Practical guidance for the prevention of thrombosis and management of coagulopathy and disseminated intravascular coagulation of patients infected with COVID-19
Prof Beverley Hunt OBE
Dr Andrew Retter
Dr Claire McClintock
25th March 2020
Coronavirus Disease 2019 (COVID-19), caused by a novel coronavirus (SARS-CoV-2), is a highly contagious disease that appeared in Wuhan, Hubei province of China in December 2019. It has now spread to multiple countries through infected persons travelling mainly by air. Most of the infected patients have mild symptoms including fever, fatigue and cough. But in severe cases, patients can progress rapidly and develop the acute respiratory distress syndrome, septic shock, metabolic acidosis and coagulopathy including a disseminated intravascular coagulation (DIC).
There is little international guidance on how to manage thrombotic risk, coagulopathy, and DIC in patients with COVID-19 This brief paper provides concise pragmatic guidance on management of both thrombotic risk and DIC. This is living guidance document that will be updated weekly.
Managing risk of hospital-associated venous thromboembolism
COVID-19 infected patients are likely to be at increased risk of HA-VTE, especially if they become immobilised on critical care. At the moment it is unclear if hospitalized patients with COVID-19 have a greater risk of VTE than other medical patients who have chest infections and elevated D-dimer values (Darzi). Some have used an elevated D-dimer in a scoring system to identify those at increased risk of VTE (Spyropoulos).
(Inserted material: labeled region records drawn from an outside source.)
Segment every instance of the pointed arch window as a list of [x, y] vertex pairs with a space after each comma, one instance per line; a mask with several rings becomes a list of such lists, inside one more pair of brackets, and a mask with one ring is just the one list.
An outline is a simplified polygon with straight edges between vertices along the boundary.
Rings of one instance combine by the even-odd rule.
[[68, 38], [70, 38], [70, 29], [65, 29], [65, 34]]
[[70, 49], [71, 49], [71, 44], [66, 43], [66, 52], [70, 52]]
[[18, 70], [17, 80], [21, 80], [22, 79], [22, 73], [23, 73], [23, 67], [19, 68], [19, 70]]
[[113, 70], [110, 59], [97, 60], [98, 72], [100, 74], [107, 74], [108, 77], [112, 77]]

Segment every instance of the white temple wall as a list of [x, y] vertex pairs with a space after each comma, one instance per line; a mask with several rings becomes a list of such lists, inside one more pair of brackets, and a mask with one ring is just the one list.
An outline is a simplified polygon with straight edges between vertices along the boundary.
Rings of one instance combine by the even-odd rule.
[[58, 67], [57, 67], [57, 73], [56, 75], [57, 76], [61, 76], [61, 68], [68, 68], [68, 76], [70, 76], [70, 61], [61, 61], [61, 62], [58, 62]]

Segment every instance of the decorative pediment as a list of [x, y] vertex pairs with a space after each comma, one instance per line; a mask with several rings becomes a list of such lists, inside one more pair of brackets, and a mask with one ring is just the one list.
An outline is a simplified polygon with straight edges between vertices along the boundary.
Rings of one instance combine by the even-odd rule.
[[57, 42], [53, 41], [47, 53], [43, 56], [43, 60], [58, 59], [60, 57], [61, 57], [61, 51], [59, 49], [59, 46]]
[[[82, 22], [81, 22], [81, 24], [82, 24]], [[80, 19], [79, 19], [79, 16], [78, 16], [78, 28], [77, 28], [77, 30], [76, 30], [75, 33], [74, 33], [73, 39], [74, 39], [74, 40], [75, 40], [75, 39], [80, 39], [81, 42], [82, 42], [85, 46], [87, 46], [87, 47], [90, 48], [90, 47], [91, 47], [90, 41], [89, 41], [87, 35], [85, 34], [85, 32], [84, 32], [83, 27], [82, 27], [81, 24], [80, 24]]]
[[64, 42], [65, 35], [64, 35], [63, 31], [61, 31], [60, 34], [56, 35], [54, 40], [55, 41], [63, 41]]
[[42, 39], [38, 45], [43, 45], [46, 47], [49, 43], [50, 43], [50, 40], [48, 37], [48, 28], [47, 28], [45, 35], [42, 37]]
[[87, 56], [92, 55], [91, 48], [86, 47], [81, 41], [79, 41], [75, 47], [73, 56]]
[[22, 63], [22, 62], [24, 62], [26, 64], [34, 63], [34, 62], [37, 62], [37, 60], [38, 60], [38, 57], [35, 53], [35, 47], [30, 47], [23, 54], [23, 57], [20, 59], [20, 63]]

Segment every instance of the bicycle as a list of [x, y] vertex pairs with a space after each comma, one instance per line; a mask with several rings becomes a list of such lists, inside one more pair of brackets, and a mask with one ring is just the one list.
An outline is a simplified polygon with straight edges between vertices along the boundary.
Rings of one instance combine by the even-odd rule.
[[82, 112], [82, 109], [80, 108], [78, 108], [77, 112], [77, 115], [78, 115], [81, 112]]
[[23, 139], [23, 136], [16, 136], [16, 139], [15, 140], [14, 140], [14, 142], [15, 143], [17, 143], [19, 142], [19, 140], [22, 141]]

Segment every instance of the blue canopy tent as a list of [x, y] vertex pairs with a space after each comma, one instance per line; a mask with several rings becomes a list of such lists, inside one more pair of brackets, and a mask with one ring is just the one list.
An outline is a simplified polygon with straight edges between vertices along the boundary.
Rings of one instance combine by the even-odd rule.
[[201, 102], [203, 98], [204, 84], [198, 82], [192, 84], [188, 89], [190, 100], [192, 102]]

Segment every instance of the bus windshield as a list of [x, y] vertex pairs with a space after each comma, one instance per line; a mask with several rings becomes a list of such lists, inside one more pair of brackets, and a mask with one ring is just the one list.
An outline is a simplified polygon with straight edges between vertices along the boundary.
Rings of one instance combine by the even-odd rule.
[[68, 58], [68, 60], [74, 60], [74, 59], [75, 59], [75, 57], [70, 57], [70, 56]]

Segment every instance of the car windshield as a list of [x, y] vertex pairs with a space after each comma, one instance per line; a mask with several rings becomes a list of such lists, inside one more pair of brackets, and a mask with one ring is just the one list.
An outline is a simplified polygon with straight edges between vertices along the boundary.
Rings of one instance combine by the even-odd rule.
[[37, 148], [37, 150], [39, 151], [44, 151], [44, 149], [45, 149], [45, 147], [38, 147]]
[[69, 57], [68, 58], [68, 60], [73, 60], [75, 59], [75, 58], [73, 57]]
Critically ill patients fulfil two out of three criteria of Virchows triad which states that reduced venous flow from immobility, prothrombotic changes and vessel wall changes increase the risk of VTE. Patients with severe COVID-19 are immobile, have an acute inflammatory state leading to a hypercoagulable state. There is also the possibility of endothelial cell activation/damage due to binding of the virus to ACE2 receptor. The optimal thromboprophylaxis in COVID patients is unknown. Drug-drug interactions between antiviral treatments and direct oral anticoagulants, and the difficulty in maintaining stable INRs in patients taking vitamin K antagonists while unwell, mean that patients on these drugs should be switched/bridged to low molecular weight heparins (LMWHs) or unfractionated heparins (UFH) with or without mechanical prophylaxis while unwell.
The risk of venous thromboembolism (VTE) must be assessed in all patients admitted to hospital, and prevention should be given to all high-risk patients according to international guidance on thromboprophylaxis in medical patients(NICE/ASH).
i.e. Pharmacological thromboprophylaxis should be given to all immobilised and severely ill patients with COVID-19 patients unless otherwise contraindicated
For CrCl > 30: Give LMWH or fondaparinux s.c. according to license
For CrCl < 30 or AKI: Unfractionated heparin 5000 units SC BD or TDS or dose-reduced LMWH
All completely immobilised patients would benefit from intermittent pneumatic compression in addition to pharmacological thromboprophylaxis.
Mechanical thromboprophylaxis should be used alone if platelets <30,000 or bleeding
Consider the possibility of pulmonary thromboembolism (PTE) in patients with sudden onset of oxygenation deterioration, respiratory distress, reduced blood pressure.
Consider switching to LMWH in patients taking direct oral anticoagulants (DOACs) or vitamin K antagonist (e.g warfarin) for stroke prevention in atrial fibrillation or previous VTE.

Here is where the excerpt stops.